As a python novice I wish to download old newspaper archived on a website (http://digesto.asamblea.gob.ni/consultas/coleccion/) with my script below.
However, I fail to get my script to go through each row of the table and select "PDF" in the dropdown menu saving the corresponding link to a list (in order to download them).
My problem seems to be that the script cannot locate the PDF value from the each dropdown menu using the provided xpath.
This just be the part of the source code which does not function:
table_id = driver.find_element(By.ID, 'gridTableDocCollection')

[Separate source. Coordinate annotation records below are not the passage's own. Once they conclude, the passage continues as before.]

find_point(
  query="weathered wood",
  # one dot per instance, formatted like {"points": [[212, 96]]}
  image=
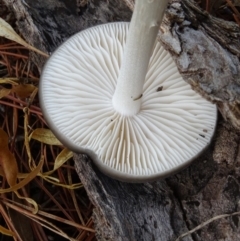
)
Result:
{"points": [[206, 51], [165, 209]]}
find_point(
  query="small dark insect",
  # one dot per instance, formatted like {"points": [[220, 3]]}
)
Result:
{"points": [[160, 88]]}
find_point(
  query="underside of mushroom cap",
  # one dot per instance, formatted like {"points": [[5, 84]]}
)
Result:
{"points": [[173, 127]]}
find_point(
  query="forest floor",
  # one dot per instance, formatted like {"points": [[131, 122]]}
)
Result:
{"points": [[40, 189]]}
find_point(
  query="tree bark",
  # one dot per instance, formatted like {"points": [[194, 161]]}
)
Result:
{"points": [[207, 51]]}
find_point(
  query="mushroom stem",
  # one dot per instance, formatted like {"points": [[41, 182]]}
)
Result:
{"points": [[145, 22]]}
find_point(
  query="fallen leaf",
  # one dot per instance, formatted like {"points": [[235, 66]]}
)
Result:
{"points": [[12, 81], [26, 180], [8, 32], [6, 231], [23, 90], [62, 157], [7, 160], [4, 92], [45, 136]]}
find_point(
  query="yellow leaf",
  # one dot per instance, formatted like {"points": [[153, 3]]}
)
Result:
{"points": [[25, 181], [45, 136], [8, 32], [62, 157], [4, 92], [23, 90], [6, 231], [7, 160], [29, 200]]}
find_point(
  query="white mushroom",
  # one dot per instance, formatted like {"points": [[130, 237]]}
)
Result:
{"points": [[137, 119]]}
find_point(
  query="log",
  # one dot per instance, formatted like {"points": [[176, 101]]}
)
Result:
{"points": [[206, 50]]}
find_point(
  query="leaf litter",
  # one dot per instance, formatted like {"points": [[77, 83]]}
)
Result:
{"points": [[25, 138], [38, 180]]}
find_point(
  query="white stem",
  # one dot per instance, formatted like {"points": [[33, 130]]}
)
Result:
{"points": [[142, 34]]}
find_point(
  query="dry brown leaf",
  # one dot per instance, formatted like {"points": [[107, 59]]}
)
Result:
{"points": [[8, 32], [12, 81], [4, 92], [62, 157], [45, 136], [23, 90], [7, 160], [25, 181], [6, 231]]}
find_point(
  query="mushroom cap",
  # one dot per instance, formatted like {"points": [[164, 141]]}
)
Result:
{"points": [[173, 127]]}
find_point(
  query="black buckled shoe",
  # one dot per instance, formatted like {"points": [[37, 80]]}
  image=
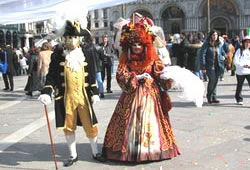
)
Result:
{"points": [[109, 91], [99, 158], [70, 161]]}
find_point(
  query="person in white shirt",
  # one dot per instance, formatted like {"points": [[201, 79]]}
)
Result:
{"points": [[242, 64], [23, 65]]}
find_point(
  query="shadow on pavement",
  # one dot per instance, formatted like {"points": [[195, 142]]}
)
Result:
{"points": [[22, 153]]}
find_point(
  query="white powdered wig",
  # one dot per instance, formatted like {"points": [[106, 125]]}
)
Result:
{"points": [[73, 10], [192, 87], [74, 59]]}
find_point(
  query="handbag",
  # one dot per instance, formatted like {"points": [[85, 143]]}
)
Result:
{"points": [[4, 66]]}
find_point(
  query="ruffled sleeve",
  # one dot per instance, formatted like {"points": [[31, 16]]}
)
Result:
{"points": [[126, 79]]}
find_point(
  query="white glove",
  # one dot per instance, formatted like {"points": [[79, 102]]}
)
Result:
{"points": [[142, 76], [95, 99], [163, 76], [45, 99]]}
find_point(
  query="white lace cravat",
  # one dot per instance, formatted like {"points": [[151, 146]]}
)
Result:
{"points": [[74, 59]]}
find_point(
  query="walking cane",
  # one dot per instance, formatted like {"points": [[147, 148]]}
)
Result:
{"points": [[50, 136]]}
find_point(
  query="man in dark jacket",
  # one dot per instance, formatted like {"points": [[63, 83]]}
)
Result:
{"points": [[8, 76]]}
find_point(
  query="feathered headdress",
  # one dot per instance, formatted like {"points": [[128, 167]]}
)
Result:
{"points": [[137, 31], [71, 19]]}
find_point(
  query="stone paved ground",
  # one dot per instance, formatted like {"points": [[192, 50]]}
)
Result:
{"points": [[214, 137]]}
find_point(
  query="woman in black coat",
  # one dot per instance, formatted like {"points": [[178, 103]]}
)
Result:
{"points": [[33, 83]]}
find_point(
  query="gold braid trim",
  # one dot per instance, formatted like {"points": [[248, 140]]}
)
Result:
{"points": [[77, 25], [48, 86]]}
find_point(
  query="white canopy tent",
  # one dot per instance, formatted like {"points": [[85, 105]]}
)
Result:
{"points": [[23, 11]]}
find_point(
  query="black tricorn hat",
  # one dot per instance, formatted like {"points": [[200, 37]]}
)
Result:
{"points": [[74, 29]]}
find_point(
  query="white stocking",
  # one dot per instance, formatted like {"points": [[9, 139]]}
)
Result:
{"points": [[71, 140], [93, 143]]}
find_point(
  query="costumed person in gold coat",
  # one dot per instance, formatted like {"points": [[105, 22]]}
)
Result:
{"points": [[140, 129], [72, 77]]}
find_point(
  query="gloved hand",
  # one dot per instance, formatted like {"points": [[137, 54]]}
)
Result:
{"points": [[45, 99], [95, 99], [143, 76], [163, 76]]}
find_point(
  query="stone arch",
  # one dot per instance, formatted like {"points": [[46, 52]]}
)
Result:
{"points": [[226, 11], [203, 4], [172, 19], [222, 24], [115, 16]]}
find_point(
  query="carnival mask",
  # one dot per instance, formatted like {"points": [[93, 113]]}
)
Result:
{"points": [[137, 48], [72, 42]]}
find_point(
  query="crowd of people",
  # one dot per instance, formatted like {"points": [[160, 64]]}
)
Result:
{"points": [[74, 72]]}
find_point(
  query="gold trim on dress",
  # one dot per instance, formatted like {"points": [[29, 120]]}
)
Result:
{"points": [[85, 63], [58, 98], [48, 86], [93, 85]]}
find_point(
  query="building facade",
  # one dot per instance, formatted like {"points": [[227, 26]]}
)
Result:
{"points": [[175, 16], [23, 35]]}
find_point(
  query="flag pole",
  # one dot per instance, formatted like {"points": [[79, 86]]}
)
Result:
{"points": [[50, 136]]}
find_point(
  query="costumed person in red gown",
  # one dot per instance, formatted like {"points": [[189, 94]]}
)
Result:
{"points": [[140, 129], [72, 77]]}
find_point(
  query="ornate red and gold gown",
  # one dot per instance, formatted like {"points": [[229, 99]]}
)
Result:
{"points": [[139, 129]]}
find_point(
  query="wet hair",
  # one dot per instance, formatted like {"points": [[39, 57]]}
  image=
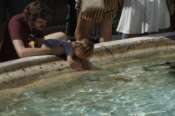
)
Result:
{"points": [[37, 9], [86, 46]]}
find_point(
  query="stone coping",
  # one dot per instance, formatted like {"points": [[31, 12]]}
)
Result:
{"points": [[34, 66]]}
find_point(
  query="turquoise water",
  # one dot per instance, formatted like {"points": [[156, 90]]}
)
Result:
{"points": [[137, 89]]}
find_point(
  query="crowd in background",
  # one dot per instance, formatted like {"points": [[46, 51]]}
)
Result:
{"points": [[128, 18]]}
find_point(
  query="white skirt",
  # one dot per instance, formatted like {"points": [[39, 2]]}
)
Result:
{"points": [[143, 16]]}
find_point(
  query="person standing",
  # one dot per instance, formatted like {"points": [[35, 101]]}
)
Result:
{"points": [[143, 16], [99, 15]]}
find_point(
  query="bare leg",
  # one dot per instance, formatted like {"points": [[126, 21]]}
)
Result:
{"points": [[83, 29], [106, 31]]}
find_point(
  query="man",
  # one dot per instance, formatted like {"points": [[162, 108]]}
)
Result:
{"points": [[8, 8], [29, 26]]}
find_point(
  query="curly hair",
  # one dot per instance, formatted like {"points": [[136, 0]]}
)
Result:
{"points": [[37, 9]]}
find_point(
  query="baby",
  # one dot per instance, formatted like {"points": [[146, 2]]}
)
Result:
{"points": [[77, 52]]}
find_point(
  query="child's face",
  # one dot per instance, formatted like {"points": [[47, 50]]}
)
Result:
{"points": [[81, 54], [80, 50]]}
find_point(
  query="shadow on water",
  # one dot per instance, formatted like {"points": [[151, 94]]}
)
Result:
{"points": [[170, 66]]}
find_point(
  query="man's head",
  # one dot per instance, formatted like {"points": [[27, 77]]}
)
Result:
{"points": [[83, 49], [37, 15]]}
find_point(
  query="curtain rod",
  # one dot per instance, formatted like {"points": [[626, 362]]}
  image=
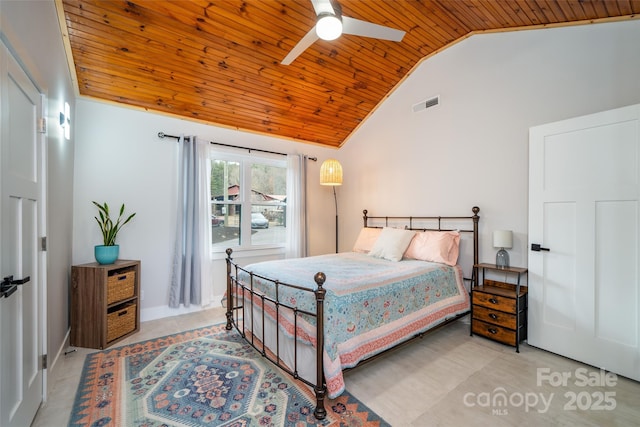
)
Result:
{"points": [[163, 135]]}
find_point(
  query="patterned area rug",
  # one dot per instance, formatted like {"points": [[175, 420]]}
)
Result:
{"points": [[207, 376]]}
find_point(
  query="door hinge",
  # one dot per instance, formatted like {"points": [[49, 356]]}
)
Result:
{"points": [[42, 125]]}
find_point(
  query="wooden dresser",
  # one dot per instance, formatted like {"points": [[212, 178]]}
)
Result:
{"points": [[499, 308], [105, 303]]}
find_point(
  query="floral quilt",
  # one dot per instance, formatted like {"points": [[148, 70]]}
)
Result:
{"points": [[371, 304]]}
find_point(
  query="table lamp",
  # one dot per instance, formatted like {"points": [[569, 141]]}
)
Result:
{"points": [[502, 239]]}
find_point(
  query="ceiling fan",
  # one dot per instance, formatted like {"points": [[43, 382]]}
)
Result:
{"points": [[330, 24]]}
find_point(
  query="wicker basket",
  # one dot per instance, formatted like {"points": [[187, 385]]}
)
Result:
{"points": [[120, 286], [121, 322]]}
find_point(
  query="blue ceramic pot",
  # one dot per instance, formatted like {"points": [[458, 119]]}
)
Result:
{"points": [[106, 254]]}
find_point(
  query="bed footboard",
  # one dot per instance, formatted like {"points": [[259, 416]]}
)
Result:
{"points": [[240, 292]]}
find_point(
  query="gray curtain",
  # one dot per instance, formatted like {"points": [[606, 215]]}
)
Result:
{"points": [[185, 280]]}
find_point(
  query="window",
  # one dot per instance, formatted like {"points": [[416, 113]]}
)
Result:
{"points": [[248, 201]]}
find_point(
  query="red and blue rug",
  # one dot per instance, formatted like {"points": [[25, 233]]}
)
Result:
{"points": [[207, 376]]}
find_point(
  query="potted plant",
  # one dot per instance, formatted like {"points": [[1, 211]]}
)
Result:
{"points": [[109, 251]]}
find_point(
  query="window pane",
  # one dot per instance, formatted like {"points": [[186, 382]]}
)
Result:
{"points": [[225, 180], [225, 225], [225, 212], [268, 201]]}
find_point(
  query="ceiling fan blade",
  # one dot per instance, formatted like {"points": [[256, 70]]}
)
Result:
{"points": [[302, 45], [357, 27], [322, 6]]}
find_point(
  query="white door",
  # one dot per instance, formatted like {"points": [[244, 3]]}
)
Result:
{"points": [[21, 375], [584, 293]]}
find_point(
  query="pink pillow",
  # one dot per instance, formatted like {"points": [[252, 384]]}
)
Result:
{"points": [[366, 239], [435, 246]]}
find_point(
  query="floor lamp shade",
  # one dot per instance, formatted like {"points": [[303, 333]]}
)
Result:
{"points": [[331, 172], [502, 239]]}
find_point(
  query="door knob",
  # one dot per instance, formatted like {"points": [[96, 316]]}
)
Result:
{"points": [[9, 286], [537, 248]]}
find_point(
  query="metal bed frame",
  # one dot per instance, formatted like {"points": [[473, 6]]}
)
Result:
{"points": [[240, 293]]}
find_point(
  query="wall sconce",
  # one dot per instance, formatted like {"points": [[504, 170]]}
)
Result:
{"points": [[65, 120], [502, 239]]}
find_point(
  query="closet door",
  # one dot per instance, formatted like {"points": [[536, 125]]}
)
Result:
{"points": [[584, 295]]}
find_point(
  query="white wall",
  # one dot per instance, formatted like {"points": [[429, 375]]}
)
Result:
{"points": [[472, 149], [119, 159]]}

rows = table_id.find_elements(By.TAG_NAME, "tr") # get all table rows
for row in rows:
elems = driver.find_elements_by_xpath('//ul[@class="dropdown-menu"]/a')
for elem in elems:
print(elem.get_attribute("href"))
Edit:
When I use this code:
list_of_links = driver.find_element_by_xpath('//ul[@class="dropdown-menu"]/li')
print(list_of_links)
I get selenium.webdriver.firefox.webelement.FirefoxWebElement (session="e6799ba5-5f0b-8b4f-817a-721326940b91", element="66c956f0-d813-a840-b24b-a12f92e1189b"instead of a link. What do I do wrong?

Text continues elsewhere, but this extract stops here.